Ich bedanke mich für die Einladung. Ich bin gerne hierher gekommen, obwohl ich parteilos bin. Aber 98 % der Menschen sind schließlich parteilos.
Ja, die Alternative für Deutschland ist eine sehr junge Partei. Natürlich muss sich noch vieles sortieren. Aber gerne fokussiert sich die bundesweite Berichterstattung auf Richtungskämpfe innerhalb der AfD selbst, auch wenn es nur Banalitäten sind. Dabei sind Richtungs- und Personalkämpfe in allen Parteien an der Tagesordnung.
Als Stadtverordnete habe ich in Frankfurt die turbulentesten Auseinandersetzungen der Grünen erlebt. Die damalige Grüne Fraktionsvorsitzende, noch Jutta von Dittfurth, hat inzwischen ja eine eigene Partei gegründet. Aggressive Auseinandersetzungen zwischen Grünen Fundis und Realos reichen ja bis in die jüngste Zeit, aber es stört scheinbar niemanden. Aus der SPD sind inzwischen sozusagen zwei Parteien geworden, einmal die SPD selbst und die Linke – massiv aufgefüttert durch enttäuschte Sozialdemokraten, zu denen der besonders prominente frühere Parteivorsitzende Oscar Lafontaine gehört. Und auch die FDP ist von mehreren Richtungskämpfen durchgeschüttelt worden.
Und wenn ich zur CDU komme, scheinbar eine durchaus friedfertige Partei, in der die Mitglieder immer miteinander sehr pfleglich umgegangen sind. Wer das glauben machen will, den erinnere ich an die Umsturzversuche gegen Helmut Kohl durch Heiner Geißler und andere Unionsprotagonisten oder an die sogenannte Kaninchen-Affäre des CDU-Generalsekretärs Peter Tauber, wo er in seinem Wahlkreis CDU-Mitarbeiter übelst behandelt hat.

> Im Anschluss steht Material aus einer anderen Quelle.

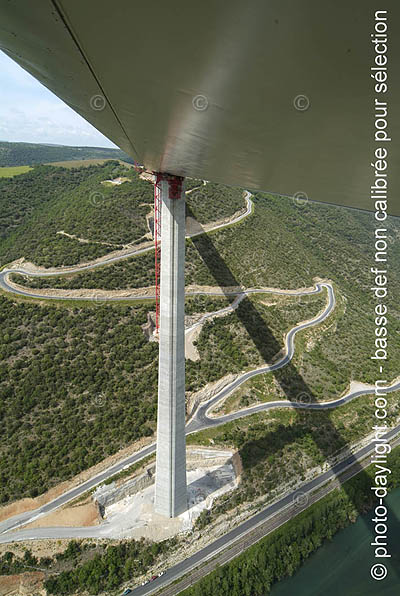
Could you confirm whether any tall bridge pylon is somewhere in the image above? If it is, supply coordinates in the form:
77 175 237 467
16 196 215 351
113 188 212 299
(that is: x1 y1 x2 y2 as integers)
154 174 187 517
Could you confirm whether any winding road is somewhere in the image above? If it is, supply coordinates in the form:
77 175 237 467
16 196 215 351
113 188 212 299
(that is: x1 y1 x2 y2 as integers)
0 186 400 596
0 282 400 543
0 189 253 302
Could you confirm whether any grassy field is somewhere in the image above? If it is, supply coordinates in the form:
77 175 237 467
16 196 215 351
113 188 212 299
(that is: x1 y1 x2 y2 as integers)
0 166 32 178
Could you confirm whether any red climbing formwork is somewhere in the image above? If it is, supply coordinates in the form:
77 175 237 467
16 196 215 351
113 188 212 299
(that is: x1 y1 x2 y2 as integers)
154 174 162 333
154 172 184 333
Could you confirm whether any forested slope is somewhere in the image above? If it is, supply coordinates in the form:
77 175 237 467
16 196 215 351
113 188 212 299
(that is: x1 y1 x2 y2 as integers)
0 141 132 167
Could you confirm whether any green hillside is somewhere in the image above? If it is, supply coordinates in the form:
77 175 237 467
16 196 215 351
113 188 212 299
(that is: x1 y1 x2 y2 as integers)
0 160 245 267
0 141 132 167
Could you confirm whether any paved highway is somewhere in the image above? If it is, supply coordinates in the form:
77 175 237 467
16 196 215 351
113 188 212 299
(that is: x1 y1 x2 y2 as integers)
120 424 400 596
0 191 253 302
0 283 400 543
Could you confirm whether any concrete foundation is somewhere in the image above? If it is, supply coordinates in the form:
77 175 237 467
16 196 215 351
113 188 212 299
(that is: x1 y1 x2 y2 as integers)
155 173 188 517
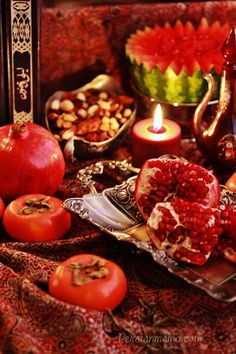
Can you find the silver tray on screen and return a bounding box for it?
[63,161,236,302]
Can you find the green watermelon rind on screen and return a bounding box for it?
[130,60,220,104]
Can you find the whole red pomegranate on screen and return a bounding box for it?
[135,158,220,220]
[146,199,222,265]
[0,123,65,200]
[216,205,236,263]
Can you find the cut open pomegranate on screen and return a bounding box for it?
[147,198,222,265]
[135,158,220,221]
[216,205,236,263]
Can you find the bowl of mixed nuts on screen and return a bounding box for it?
[46,75,136,158]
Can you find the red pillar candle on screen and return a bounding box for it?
[132,104,181,167]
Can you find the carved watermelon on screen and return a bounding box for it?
[125,18,230,103]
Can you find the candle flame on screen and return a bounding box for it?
[153,104,163,131]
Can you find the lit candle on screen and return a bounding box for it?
[132,104,181,167]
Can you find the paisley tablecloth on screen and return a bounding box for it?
[0,146,236,354]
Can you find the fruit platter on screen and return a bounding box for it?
[64,156,236,302]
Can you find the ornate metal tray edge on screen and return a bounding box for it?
[63,161,236,302]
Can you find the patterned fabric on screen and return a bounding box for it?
[0,146,236,354]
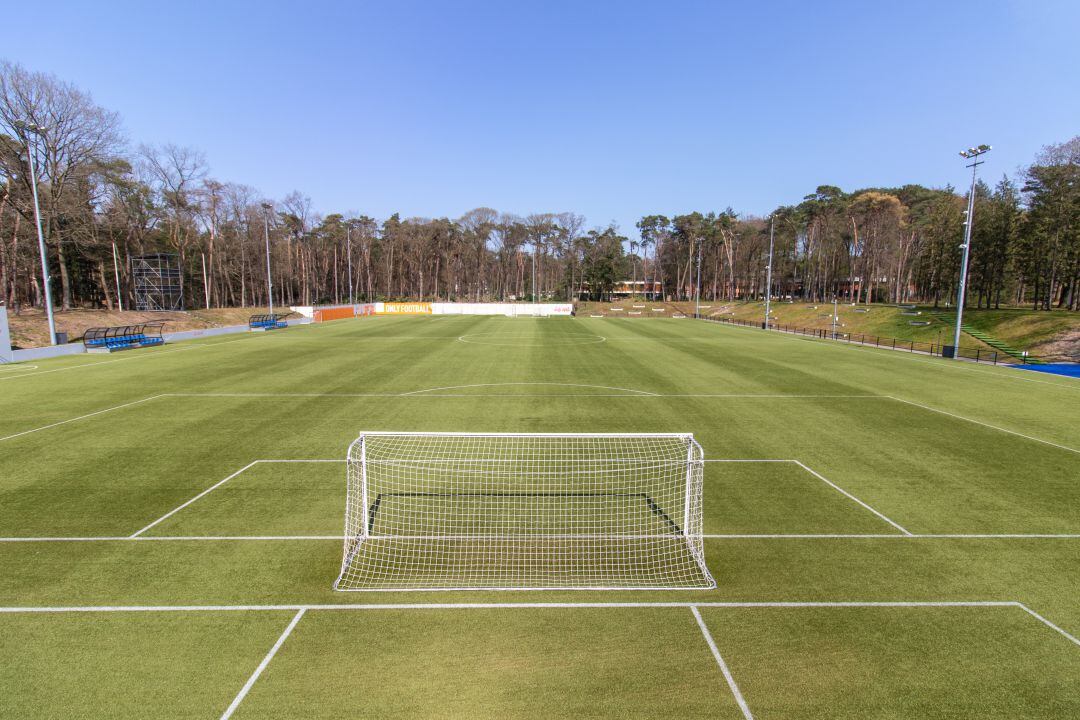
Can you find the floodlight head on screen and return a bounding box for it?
[11,120,48,135]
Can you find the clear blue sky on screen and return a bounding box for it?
[0,0,1080,233]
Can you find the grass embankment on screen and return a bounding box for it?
[8,308,274,348]
[580,300,1080,362]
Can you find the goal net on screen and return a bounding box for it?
[334,433,716,590]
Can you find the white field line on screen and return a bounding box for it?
[131,460,259,539]
[1017,602,1080,646]
[221,608,305,720]
[0,395,885,443]
[127,460,345,540]
[162,395,891,400]
[401,382,657,396]
[690,606,754,720]
[0,343,200,380]
[0,600,1019,614]
[888,395,1080,454]
[0,532,1080,543]
[0,395,165,443]
[792,460,912,535]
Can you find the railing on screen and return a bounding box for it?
[691,313,1039,365]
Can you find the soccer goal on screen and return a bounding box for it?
[334,432,716,590]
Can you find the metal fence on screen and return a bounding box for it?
[694,315,1038,365]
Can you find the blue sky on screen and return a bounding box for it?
[0,0,1080,233]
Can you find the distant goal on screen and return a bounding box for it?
[334,432,716,590]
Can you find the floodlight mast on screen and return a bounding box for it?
[262,203,273,315]
[953,145,990,359]
[345,225,356,304]
[693,240,702,320]
[765,217,773,330]
[12,120,59,345]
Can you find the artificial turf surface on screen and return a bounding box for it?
[0,316,1080,718]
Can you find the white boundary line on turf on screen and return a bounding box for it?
[0,532,1080,543]
[886,395,1080,454]
[791,460,912,535]
[0,395,165,443]
[162,395,892,400]
[1016,602,1080,647]
[127,460,345,540]
[0,600,1025,614]
[221,608,307,720]
[0,395,885,443]
[690,606,754,720]
[0,600,1080,646]
[400,382,658,397]
[129,460,259,540]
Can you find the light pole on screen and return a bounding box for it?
[262,203,273,315]
[765,217,773,330]
[693,241,702,320]
[532,237,540,308]
[953,145,990,359]
[345,223,356,304]
[12,120,59,345]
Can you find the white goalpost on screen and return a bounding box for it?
[334,432,716,590]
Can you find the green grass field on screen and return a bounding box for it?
[0,316,1080,719]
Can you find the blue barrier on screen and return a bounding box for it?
[82,322,165,352]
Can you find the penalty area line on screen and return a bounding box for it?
[886,395,1080,454]
[0,394,166,443]
[0,604,1019,620]
[792,460,914,536]
[690,606,754,720]
[126,459,345,540]
[221,608,306,720]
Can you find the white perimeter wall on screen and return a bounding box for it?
[431,302,573,317]
[0,305,12,363]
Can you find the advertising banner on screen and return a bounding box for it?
[376,302,431,315]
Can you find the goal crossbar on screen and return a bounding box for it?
[334,432,715,590]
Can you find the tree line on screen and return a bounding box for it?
[0,63,1080,312]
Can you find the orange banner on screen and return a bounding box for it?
[312,305,356,323]
[382,302,431,315]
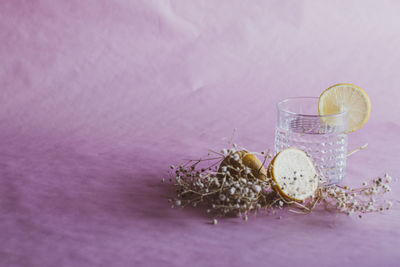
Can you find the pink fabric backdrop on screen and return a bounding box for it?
[0,0,400,267]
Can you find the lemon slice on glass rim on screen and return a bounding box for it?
[318,83,371,132]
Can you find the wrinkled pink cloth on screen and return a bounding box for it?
[0,0,400,267]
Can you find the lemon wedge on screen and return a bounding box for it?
[318,83,371,132]
[268,148,318,201]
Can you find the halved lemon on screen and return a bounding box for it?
[268,148,318,201]
[318,83,371,132]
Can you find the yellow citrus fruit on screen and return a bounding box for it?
[318,83,371,132]
[268,148,318,201]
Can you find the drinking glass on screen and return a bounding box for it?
[275,97,348,185]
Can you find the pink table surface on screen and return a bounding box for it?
[0,0,400,267]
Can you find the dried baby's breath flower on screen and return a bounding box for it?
[166,144,393,224]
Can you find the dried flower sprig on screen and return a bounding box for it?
[162,147,392,224]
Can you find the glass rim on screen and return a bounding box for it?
[276,96,349,118]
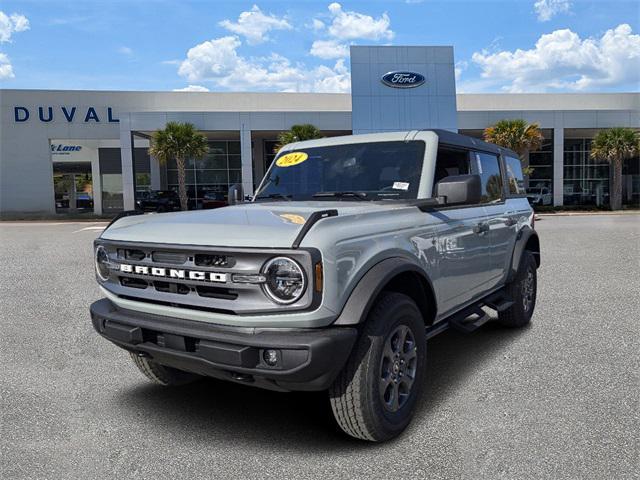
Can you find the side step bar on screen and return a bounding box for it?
[425,290,513,340]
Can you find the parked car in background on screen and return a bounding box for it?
[136,190,180,213]
[527,187,553,206]
[202,190,228,209]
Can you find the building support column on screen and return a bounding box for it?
[240,118,253,195]
[120,116,136,210]
[91,148,102,215]
[553,127,564,207]
[149,156,163,190]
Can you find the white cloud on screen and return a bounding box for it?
[173,85,209,92]
[0,10,29,43]
[0,52,15,80]
[533,0,571,22]
[329,3,395,40]
[309,40,349,59]
[178,36,350,92]
[454,60,469,81]
[219,5,293,45]
[472,24,640,92]
[311,18,326,32]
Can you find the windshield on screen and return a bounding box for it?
[255,141,424,200]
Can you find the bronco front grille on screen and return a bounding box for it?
[96,239,315,314]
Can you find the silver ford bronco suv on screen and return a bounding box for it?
[91,130,540,441]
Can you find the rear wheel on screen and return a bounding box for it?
[498,250,538,328]
[131,353,202,387]
[329,292,426,442]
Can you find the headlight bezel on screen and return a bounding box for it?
[93,245,111,282]
[260,255,309,305]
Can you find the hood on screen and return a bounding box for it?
[101,201,390,248]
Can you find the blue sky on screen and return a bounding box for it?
[0,0,640,92]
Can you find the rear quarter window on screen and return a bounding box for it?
[505,157,525,195]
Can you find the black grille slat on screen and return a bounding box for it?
[194,253,229,267]
[124,249,147,261]
[153,280,191,295]
[151,252,189,265]
[196,285,238,300]
[120,277,149,290]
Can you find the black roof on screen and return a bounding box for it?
[428,129,519,158]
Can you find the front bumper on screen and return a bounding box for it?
[90,299,358,391]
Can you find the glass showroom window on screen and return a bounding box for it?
[564,138,609,206]
[529,129,553,191]
[167,140,242,208]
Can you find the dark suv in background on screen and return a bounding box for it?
[136,190,180,213]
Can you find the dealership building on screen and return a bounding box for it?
[0,46,640,214]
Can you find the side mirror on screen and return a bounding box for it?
[434,175,482,205]
[228,183,244,205]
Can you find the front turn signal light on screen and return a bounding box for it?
[315,262,323,293]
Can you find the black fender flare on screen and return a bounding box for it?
[507,226,540,283]
[334,257,437,325]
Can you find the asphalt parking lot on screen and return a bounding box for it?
[0,215,640,479]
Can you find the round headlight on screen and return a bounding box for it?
[262,257,306,304]
[95,245,109,282]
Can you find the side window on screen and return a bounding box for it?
[433,146,470,191]
[504,157,524,194]
[472,152,502,203]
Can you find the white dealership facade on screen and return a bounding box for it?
[0,47,640,215]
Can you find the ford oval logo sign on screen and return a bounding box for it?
[382,72,424,88]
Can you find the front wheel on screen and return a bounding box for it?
[329,292,427,442]
[498,250,538,328]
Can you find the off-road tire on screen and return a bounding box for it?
[329,292,427,442]
[131,353,202,387]
[498,250,538,328]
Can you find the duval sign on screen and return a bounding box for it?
[13,105,120,123]
[380,71,425,88]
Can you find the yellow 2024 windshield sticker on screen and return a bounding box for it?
[276,152,309,167]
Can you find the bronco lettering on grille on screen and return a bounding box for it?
[120,263,227,283]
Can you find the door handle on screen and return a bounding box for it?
[473,222,489,235]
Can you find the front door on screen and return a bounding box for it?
[429,205,491,313]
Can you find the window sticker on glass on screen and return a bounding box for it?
[276,152,309,171]
[476,153,482,175]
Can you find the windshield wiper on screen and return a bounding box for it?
[313,191,367,200]
[255,193,291,202]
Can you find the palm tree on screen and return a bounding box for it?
[276,123,322,150]
[589,127,640,210]
[149,122,209,210]
[483,119,544,175]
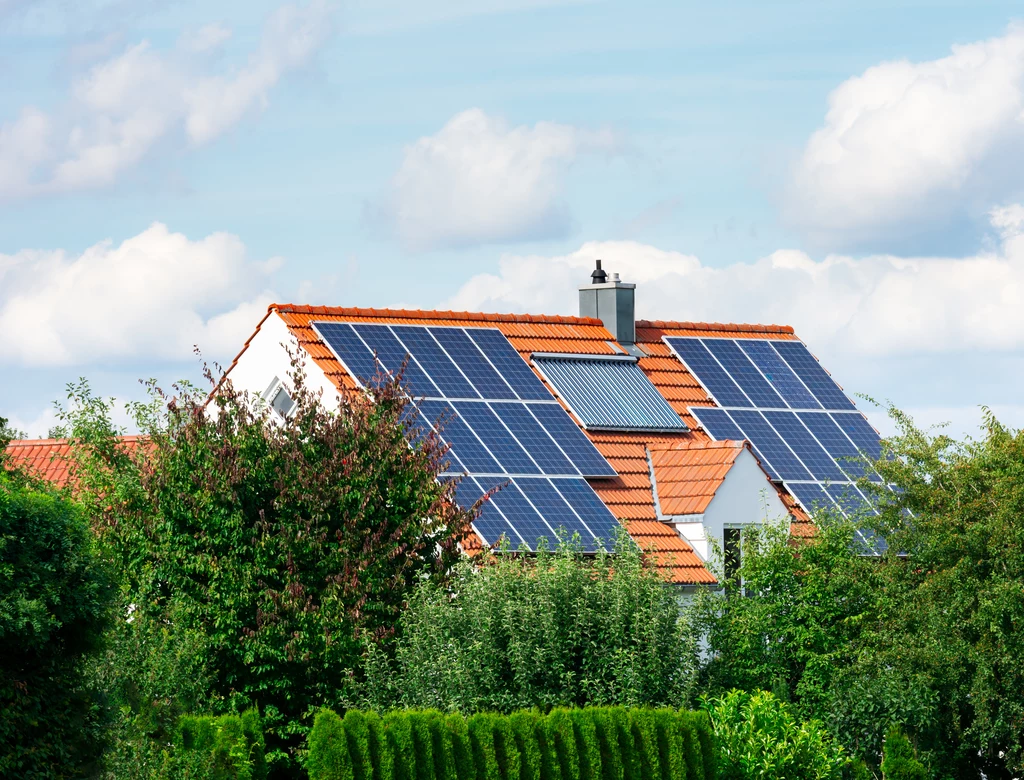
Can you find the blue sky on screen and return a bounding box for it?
[0,0,1024,435]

Als ich 1974 in die Frankfurter CDU eintrat wegen Alfred Dregger, insbesondere weil ich glaubte, der Mann kann Deutschland retten, bemerkte ich kurz darauf, dass ich einen Kriegsschauplatz betreten hatte. Zwei Strömungen bekämpften sich auf kommunaler Ebene gnadenlos und man sprach übereinander schlechter und aggressiver als über die politischen Kontrahenten. Und erst Walter Wallmann 1977, als er Oberbürgermeister wurde in Frankfurt, gelang es dort, die CDU zu befrieden. Und Anteil daran hatte übrigens seinerzeit der Leiter des Oberbürgermeisterbüros Dr. Alexander Gauland. Und seither kennen wir uns.
Er war es, der auch die Reden für Walter Wallmann schrieb und geistig beeinflusste. Und was in jeder Rede zu erkennen war … nämlich der Bezug auf das Zitat von Max Weber, dass wir nicht Gesinnungsethik als Politiker ausüben dürfen, sondern verantwortungsethisch handeln müssen.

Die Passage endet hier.